In New York, Gov. Andrew Cuomo said again this week that the 40-year-old Indian Point nuclear power plant in Westchester County, 35 miles north of New York City, should be closed. Try to imagine the difficulty, in the event of an emergency, of evacuating such an area with its millions of residents. “This plant in this proximity to New York City was never a good risk,” said the governor.

There are, blessedly, very few catastrophic accidents at nuclear power plants. And there have not been many deaths associated with them. The rarity of such accidents provides a comfort zone. We can look at the low probabilities and declare, “It can’t happen here.”

But what if it did happen here? What would the consequences be? If Indian Point blew, how wide an area and how many people would be affected, and what would the cleanup costs be? Rigorously answering such questions is the only way to determine whether the potential risk to life and property is worthwhile.

The 104 commercial nuclear plants in the U.S. are getting old, and many have had serious problems over the years. There have been dozens of instances since 1979, the year of the Three Mile Island accident, in which nuclear reactors have had to be shut down for more than a year for safety reasons.

Building new plants, which the Obama administration favors, can be breathtakingly expensive and requires government loan guarantees. Banks are not lining up to lend money on their own for construction of the newest generation of Indian Points.
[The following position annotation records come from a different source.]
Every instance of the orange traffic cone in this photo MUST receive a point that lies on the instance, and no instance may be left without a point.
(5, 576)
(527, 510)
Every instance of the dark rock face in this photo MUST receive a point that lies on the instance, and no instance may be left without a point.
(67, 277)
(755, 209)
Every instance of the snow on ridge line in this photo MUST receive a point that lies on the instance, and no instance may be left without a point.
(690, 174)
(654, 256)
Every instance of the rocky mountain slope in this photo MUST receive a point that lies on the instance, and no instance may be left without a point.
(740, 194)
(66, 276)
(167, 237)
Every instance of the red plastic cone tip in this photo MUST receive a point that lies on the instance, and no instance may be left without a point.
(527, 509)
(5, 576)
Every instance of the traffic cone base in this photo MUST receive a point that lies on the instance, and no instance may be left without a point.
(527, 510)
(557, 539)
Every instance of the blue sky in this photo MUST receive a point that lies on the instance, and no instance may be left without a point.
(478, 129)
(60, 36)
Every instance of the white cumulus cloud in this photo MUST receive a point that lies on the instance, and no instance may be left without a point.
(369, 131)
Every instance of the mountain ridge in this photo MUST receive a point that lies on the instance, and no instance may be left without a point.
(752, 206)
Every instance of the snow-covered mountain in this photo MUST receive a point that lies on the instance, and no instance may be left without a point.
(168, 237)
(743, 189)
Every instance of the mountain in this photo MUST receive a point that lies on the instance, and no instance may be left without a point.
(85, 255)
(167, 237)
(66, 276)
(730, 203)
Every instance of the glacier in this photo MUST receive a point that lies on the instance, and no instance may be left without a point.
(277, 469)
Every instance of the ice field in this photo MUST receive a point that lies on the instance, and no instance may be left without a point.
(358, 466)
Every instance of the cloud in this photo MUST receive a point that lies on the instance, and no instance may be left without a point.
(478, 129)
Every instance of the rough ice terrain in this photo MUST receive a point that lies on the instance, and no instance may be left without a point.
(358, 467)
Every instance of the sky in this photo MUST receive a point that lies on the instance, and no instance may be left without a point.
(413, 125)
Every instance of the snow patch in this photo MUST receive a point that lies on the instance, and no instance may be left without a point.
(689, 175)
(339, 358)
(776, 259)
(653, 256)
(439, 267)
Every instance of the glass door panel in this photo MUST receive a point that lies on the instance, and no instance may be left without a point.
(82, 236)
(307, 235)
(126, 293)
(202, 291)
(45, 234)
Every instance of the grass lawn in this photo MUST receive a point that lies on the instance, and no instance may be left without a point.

In addition to the inherent risks with regard to safety and security, the nuclear industry has long been notorious for sky-high construction costs, feverish cost-overruns and projects that eventually are abandoned. The Union of Concerned Scientists, in a 2009 analysis of the costs associated with nuclear plant construction, said that once a plant came online it usually led to significant rate increases for customers:

“Ratepayers bore well over $200 billion (in today’s dollars) in cost overruns for completed nuclear plants. In the 1990s, legislators and regulators also allowed utilities to recover most ‘stranded costs’ — the difference between utilities’ remaining investments in nuclear plants and the market value of those plants — as states issued billions of dollars in bonds backed by ratepayer charges to pay for utilities’ above-market investments.”

The refrain here is familiar: “The total cost to ratepayers, taxpayers and shareholders stemming from cost overruns, canceled plants and stranded costs exceeded $300 billion in today’s dollars.”

Nuclear power is hardly the pristine, economical, unambiguous answer to the nation’s energy needs and global warming concerns. It offers benefits and big-time shortcomings. Ultimately, the price may be much too high.